I haven’t lost my memory, but I just remember what interests me, this is called selective memory and it’s very healthy to develop it.

Keeping bad memories is a death trap for our feelings and emotions, often and effectively, their foundations are installed in our minds and unbalance us.

Of course, our resentments and even our desires for revenge may be justified, but they end up hurting us.

Bad memories create a complex instability that is deeply rooted in us, this happens when we feel disappointed or hurt, something breaks in us and leaves us unable to react.

That is, since we generally do not have the opportunity to express what we want, we end up taking many turns and generating negative ideas and feelings against our “enemy”.

Over time, these feelings become more intense and cause various problems, both physical and psychological, right?Carry on your shoulders definitely the disappointment that has caused you a person or a painful situation.

Decidedly, bearers of bad memories and bad feelings, we reject the possibility of being happy.

Feeding our grudges means living bitterly and losing our identity, but getting rid of them is a long and painful process.

As much as this situation is not desirable, there is learning in everything that happens to us, this does not mean that it is not normal to repent or be angry about what is happening to us, on the contrary, this reaction frees us.

However, it is important not to keep these feelings, because once we realize them, they will create a vicious circle from which we will hardly leave.

We cannot say that we should not work to heal our wounds, the ideal is to make our selective memory fully operational, so that we remember the facts and learnings that each experience has brought us.

Since our emotional well-being depends heavily on our priorities, we must strive to channel all this black hole with negative feelings.

The idea is to focus on the good, the beautiful and the positive; for that, we have to immerse ourselves in various emotional points.

? If you can, talk to the person who hurt you, if this is not possible, you can write a letter or imagine the person in front of you and tell them what you think, Unburden has great healing power.

? It is inevitable that people will hurt us and it can happen because of our relationships and our expectations. When this happens, express your feelings appropriately.

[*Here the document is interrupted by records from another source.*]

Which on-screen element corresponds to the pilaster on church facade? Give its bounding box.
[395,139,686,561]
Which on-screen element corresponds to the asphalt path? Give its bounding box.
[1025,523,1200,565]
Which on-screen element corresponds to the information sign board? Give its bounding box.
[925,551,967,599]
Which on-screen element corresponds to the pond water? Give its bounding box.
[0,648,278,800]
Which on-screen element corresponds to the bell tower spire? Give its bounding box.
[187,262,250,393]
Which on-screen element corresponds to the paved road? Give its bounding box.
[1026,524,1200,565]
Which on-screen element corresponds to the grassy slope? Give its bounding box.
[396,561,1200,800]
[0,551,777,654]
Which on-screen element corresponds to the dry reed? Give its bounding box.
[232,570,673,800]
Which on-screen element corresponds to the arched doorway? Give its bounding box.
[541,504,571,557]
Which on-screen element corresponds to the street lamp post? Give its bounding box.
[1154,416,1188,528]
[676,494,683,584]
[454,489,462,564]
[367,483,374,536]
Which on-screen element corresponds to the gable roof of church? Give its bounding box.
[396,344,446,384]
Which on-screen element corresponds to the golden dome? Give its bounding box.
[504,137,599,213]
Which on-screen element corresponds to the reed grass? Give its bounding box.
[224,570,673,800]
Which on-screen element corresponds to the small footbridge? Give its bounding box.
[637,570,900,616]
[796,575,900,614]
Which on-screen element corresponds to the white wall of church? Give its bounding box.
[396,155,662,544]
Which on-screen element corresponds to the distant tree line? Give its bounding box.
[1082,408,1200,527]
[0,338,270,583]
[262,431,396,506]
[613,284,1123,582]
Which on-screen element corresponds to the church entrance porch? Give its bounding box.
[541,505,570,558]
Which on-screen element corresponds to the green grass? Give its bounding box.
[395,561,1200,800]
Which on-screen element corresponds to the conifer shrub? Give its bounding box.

? Don’t judge and avoid thinking you’re better than the other person. We all make mistakes and often rush to judge someone else’s behavior. Keep an open mind, analyze all possibilities, but don’t stick to any.

? Accept that people change. This person did not cheat on you during your relationship; It has simply changed. We have changed and so have others.

? Let go, let go of the negative and let it sink. This step is quite complicated because it means accepting that life is not always fair. But learning is always good; Always look on the bright side of the facts and forget about bad memories.

It is essential to always remember the good things that are lived with people, this will develop the ability to forget evil and remember only the right thing, knowing how to organize and channel our feelings at all times.